When asked about the feelings Germany stirs in her, Angela Merkel tendered a reply that has been often quoted since: “I think of well-sealed windows! No other country can make such well-sealed and nice windows (dichte und schöne Fenster)”. Whether or not this is, as Timothy Garton Ash ponders, a good example of that ‘banality of the good’ that sums up the virtues of today’s Federal Republic, the Chancellor’s remark curiously evokes the Werkbund’s debates on the need to develop types (Typisierung) to standardize building elements, so that construction can benefit from the precise making of industry. “A precondition for export – as Muthesius would tell his colleagues gathered in Cologne in 1914 – is the existence of efficient big firms, whose taste is impeccable.” Peter Behrens would undertake that fusion of design and industry in Walther Rathenau’s AEG, and his experience could still serve as a reference for many of our companies.
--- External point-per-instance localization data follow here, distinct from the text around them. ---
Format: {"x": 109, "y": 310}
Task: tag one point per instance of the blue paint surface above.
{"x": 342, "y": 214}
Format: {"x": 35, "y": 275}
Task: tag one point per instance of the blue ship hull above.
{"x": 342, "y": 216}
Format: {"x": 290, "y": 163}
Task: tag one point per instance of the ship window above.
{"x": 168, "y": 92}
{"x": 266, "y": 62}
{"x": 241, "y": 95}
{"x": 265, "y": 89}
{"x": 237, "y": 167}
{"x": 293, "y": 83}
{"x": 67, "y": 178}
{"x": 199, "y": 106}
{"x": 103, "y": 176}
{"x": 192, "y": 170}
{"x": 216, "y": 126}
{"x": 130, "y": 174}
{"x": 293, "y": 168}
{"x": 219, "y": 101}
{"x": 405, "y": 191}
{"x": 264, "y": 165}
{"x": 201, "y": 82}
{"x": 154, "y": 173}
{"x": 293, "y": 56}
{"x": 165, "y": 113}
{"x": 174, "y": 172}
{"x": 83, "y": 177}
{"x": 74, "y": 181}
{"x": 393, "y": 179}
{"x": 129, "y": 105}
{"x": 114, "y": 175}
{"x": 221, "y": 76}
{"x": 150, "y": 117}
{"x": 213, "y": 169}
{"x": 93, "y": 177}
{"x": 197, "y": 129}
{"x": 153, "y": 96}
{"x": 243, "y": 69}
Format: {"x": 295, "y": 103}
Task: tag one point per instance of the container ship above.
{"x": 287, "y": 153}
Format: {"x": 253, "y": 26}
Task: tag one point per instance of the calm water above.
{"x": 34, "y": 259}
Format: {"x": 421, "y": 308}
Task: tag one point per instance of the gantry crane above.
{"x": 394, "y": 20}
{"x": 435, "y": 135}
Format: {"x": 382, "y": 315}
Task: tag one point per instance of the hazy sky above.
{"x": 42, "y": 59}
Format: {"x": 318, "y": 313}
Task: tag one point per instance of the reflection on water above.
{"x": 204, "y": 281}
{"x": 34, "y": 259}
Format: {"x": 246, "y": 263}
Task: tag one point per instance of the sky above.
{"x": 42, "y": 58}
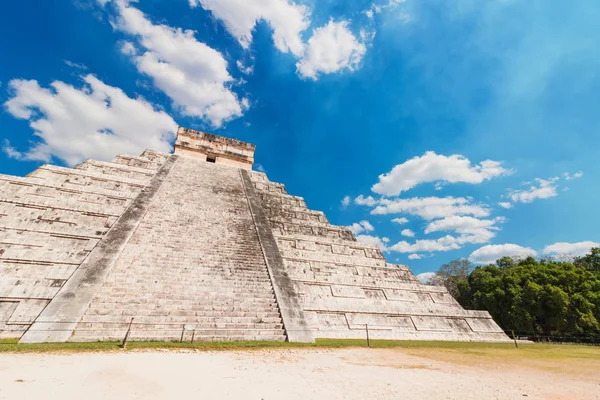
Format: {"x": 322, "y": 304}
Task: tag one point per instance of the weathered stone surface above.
{"x": 194, "y": 246}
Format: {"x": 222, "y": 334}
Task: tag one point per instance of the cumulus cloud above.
{"x": 379, "y": 242}
{"x": 490, "y": 253}
{"x": 427, "y": 278}
{"x": 576, "y": 175}
{"x": 445, "y": 243}
{"x": 94, "y": 121}
{"x": 362, "y": 226}
{"x": 571, "y": 249}
{"x": 331, "y": 48}
{"x": 544, "y": 189}
{"x": 287, "y": 19}
{"x": 478, "y": 230}
{"x": 430, "y": 207}
{"x": 407, "y": 232}
{"x": 365, "y": 201}
{"x": 191, "y": 73}
{"x": 346, "y": 201}
{"x": 432, "y": 167}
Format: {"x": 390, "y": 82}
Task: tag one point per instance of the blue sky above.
{"x": 429, "y": 113}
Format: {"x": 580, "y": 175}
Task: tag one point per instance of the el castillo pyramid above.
{"x": 196, "y": 245}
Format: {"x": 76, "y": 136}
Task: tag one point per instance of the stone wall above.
{"x": 194, "y": 263}
{"x": 189, "y": 248}
{"x": 344, "y": 285}
{"x": 51, "y": 220}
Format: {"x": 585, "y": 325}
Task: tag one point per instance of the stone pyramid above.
{"x": 195, "y": 245}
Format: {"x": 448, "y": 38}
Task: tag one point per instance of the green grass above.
{"x": 547, "y": 350}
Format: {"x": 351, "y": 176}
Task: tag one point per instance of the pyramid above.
{"x": 195, "y": 245}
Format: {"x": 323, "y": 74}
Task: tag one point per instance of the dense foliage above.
{"x": 544, "y": 296}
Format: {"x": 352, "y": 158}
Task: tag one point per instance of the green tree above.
{"x": 454, "y": 274}
{"x": 591, "y": 261}
{"x": 537, "y": 296}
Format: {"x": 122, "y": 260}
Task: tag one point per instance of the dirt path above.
{"x": 281, "y": 374}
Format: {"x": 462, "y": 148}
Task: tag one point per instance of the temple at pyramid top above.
{"x": 214, "y": 148}
{"x": 193, "y": 245}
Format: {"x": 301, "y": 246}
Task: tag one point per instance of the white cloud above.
{"x": 245, "y": 69}
{"x": 426, "y": 278}
{"x": 287, "y": 19}
{"x": 574, "y": 176}
{"x": 346, "y": 201}
{"x": 331, "y": 48}
{"x": 445, "y": 243}
{"x": 362, "y": 226}
{"x": 571, "y": 249}
{"x": 95, "y": 121}
{"x": 432, "y": 167}
{"x": 365, "y": 201}
{"x": 476, "y": 230}
{"x": 379, "y": 242}
{"x": 407, "y": 232}
{"x": 191, "y": 73}
{"x": 430, "y": 207}
{"x": 490, "y": 253}
{"x": 75, "y": 65}
{"x": 544, "y": 189}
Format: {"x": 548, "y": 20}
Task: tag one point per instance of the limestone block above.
{"x": 27, "y": 311}
{"x": 348, "y": 291}
{"x": 427, "y": 323}
{"x": 380, "y": 322}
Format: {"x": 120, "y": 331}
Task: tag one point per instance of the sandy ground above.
{"x": 283, "y": 374}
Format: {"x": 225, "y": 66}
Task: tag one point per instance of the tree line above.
{"x": 531, "y": 296}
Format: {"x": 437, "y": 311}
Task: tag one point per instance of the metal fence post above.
{"x": 124, "y": 344}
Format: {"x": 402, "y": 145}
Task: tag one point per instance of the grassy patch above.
{"x": 434, "y": 349}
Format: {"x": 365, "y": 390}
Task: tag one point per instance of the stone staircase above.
{"x": 193, "y": 267}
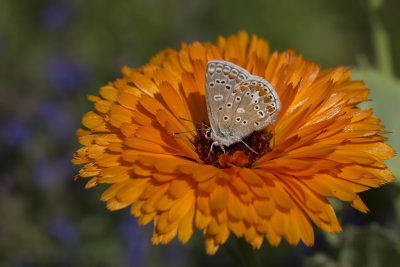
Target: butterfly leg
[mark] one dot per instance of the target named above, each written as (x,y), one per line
(215,143)
(252,150)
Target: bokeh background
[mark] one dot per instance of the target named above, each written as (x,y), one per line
(54,53)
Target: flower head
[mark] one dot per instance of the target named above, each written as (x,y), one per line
(321,145)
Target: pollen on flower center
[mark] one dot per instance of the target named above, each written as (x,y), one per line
(237,154)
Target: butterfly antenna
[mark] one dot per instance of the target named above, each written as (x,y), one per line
(185,132)
(194,122)
(252,150)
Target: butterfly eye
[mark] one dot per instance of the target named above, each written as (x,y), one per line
(226,70)
(211,68)
(240,110)
(233,74)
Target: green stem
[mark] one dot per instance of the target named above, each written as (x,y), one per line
(380,38)
(249,255)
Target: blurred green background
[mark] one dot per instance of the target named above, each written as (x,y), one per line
(54,53)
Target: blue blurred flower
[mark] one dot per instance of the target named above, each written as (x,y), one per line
(62,230)
(55,15)
(15,133)
(176,255)
(136,247)
(58,120)
(65,75)
(50,173)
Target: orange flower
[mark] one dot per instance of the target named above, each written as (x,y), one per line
(320,146)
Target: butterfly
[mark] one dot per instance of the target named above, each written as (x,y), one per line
(238,103)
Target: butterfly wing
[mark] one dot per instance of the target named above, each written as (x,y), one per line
(251,106)
(220,79)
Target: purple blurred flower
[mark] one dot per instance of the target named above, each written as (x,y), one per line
(55,15)
(51,173)
(136,247)
(15,133)
(58,119)
(62,230)
(65,75)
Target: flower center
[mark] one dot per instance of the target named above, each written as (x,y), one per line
(237,154)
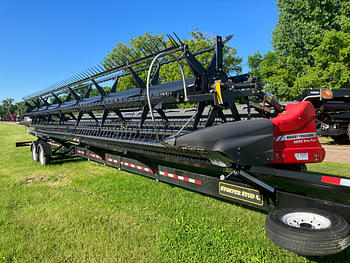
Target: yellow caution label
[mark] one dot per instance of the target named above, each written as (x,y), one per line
(218,91)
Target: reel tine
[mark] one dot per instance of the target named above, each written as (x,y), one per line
(178,39)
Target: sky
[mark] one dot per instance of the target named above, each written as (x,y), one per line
(43,42)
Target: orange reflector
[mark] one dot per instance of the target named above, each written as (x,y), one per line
(327,94)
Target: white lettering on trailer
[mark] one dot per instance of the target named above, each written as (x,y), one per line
(297,136)
(181,178)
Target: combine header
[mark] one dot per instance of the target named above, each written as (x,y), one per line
(254,155)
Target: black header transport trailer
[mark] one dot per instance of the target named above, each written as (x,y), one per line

Both the expression of the standardized elements produced by the machine and the organization of industrial processes are still foreign to the training and practice of most architects, uncomfortable with engineering aesthetic and reluctant to embrace the inflexibility of factory production. And some of this can be applied to a swarm of craft-based building companies, ravaged today by the ‘creative destruction’ theorized by Werner Sombart and Joseph Schumpeter as a healthy result of crises, yet confident they will rise from their ashes and return to business as usual when the wind changes direction, without quite seeing that the current crisis is a systemic one, with no return to the past. Our future is industry, and die Selbstbehauptung Europas, the competitive and sustainable Europe that Germany and the rest of the continent hope to become, demands a radical transformation of construction firms and architects’ attitudes.